Close proximity. On any given day, there are different ones in close proximity to me.
Can Jesus possibly be meaning ….
- the woman who keeps ramming her cart up my ankles in the supermarket?
- the neighbors fighting & throwing punches outside in the middle of the night?
- the person we share an office or cubicle with?
- an arrogant boss who is condescending?
- the person sitting in the pew in church next to me?
- a friend who betrays?
- the one who takes advantage of our generous spirit time and time again?
What happens if Jesus means “them”? What happens if we were to take the words of Jesus seriously?
And what happens if we were to take Shane’s words seriously and put them into action?
I am guessing our “neighbors” may be surprised. Perhaps they will change. Or not.
But I know we will be changed for we would have obeyed the words of Christ. We would be loving our neighbors the very way in which He has not only commanded but shown us the way.
“Look into the eyes of the ones who are hardest for you to like, and see the One you love.”
Today I am joining … Thought Provoking Thurs. and Tell His Story and Quitting Thurs. and Thurs. Favorite Things and Thrive at Home .
I love how God brings us to just the right book at just the right time! I’ve experienced this myself, when I’ve had a book forever and pick it up right when I need it.

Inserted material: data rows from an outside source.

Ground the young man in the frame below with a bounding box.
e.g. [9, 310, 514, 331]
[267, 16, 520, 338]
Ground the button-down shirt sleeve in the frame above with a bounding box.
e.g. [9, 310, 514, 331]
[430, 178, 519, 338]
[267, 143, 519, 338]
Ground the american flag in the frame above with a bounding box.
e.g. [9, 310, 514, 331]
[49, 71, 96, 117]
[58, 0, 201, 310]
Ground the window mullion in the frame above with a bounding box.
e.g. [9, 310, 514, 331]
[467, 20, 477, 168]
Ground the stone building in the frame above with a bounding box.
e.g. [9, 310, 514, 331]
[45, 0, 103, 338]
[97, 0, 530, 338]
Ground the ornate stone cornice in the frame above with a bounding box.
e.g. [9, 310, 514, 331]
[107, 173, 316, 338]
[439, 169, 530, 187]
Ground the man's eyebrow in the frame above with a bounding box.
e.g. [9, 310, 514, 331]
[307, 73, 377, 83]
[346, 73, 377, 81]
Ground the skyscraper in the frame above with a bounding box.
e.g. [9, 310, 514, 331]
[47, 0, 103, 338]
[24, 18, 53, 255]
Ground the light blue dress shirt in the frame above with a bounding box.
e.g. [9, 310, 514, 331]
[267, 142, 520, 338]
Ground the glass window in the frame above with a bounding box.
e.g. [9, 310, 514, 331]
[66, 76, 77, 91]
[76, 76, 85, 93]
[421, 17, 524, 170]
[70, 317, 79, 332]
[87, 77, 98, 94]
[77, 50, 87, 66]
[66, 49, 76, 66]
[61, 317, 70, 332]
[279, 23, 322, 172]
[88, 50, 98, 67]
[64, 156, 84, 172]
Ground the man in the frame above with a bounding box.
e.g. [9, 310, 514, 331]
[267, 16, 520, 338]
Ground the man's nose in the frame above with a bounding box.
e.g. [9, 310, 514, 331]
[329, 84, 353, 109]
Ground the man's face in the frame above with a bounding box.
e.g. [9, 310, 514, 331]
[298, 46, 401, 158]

Lisa, I am so glad I am not the only one to leave books unread for a bit 🙂
so right to love God first. I think we all struggle with how to love those difficult to love and forgive. Only when I am close to God, do I see them through his eyes and his heart? My heart too often blocked by it own sin, can’t see them as God sees them. Good reminder!
I think, more often than not, we need God’s help to enable us to see them as He sees them. It takes an intentional and prayerful effort on my part most times to overcome my own humanness and love the difficult or the unlovable.